7. Associations: Part II
Motivating Scenario:
You’re curious to know the extent to which two variables are associated and need background on standard ways to summarize associations.
Learning Goals: By the end of this chapter, you should be able to:
Recognize the difference between correlation and causation
- Memorize the phrase “Correlation does not necessarily imply causation,” explain what it means and why it’s important in statistics, and know that this is true of all measures of association.
- Identify when correlation may or may not reflect a causal relationship.
- Memorize the phrase “Correlation does not necessarily imply causation,” explain what it means and why it’s important in statistics, and know that this is true of all measures of association.
Explain and interpret summaries of associations between two binary or two continuous variables
- Describe associations between two binary variables using observed and expected joint probabilities.
- Understand the mathematics behind covariance, correlation, and sums of cross products.
- Use R to calculate and interpret summaries of association.
- Use R to visualize associations between variables.
- Describe associations between two binary variables using observed and expected joint probabilities.
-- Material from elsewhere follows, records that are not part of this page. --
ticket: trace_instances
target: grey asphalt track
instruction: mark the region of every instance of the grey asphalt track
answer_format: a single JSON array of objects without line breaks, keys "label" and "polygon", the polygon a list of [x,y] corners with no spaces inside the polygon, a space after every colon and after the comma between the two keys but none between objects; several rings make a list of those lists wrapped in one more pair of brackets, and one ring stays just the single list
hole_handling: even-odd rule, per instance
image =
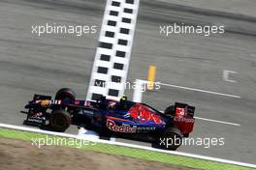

Correlation is still not causation
Correlation means that two variables are associated.
Causation means that changing one variable produces a change in the other.
We dicussed that process including coincidence, confounding and reverse causation, can generate correlations without the causation we wish to imply. So we cannot make causal claims or even good predictions from correlations alone. Let’s push a bit more on this below.
Causation without correlation
Not only does correlation not imply causation, but causation doesn’t always generate an association.
For example, no one will doubt that height gives a basketball player an advantage. Yet if we look across all NBA players, we see no relationship between height and standard measures of player success (e.g. salary, or “Value of Replacement Player” etc Figure 2), How can this be? The answer is that to make it to the NBA you have to be very good or very tall (and usually both) – so (6 foot 4, Shai Gilgeous-Alexander) has a value just a bit higher than (6 foot 11) Giannis Antetokounmpo.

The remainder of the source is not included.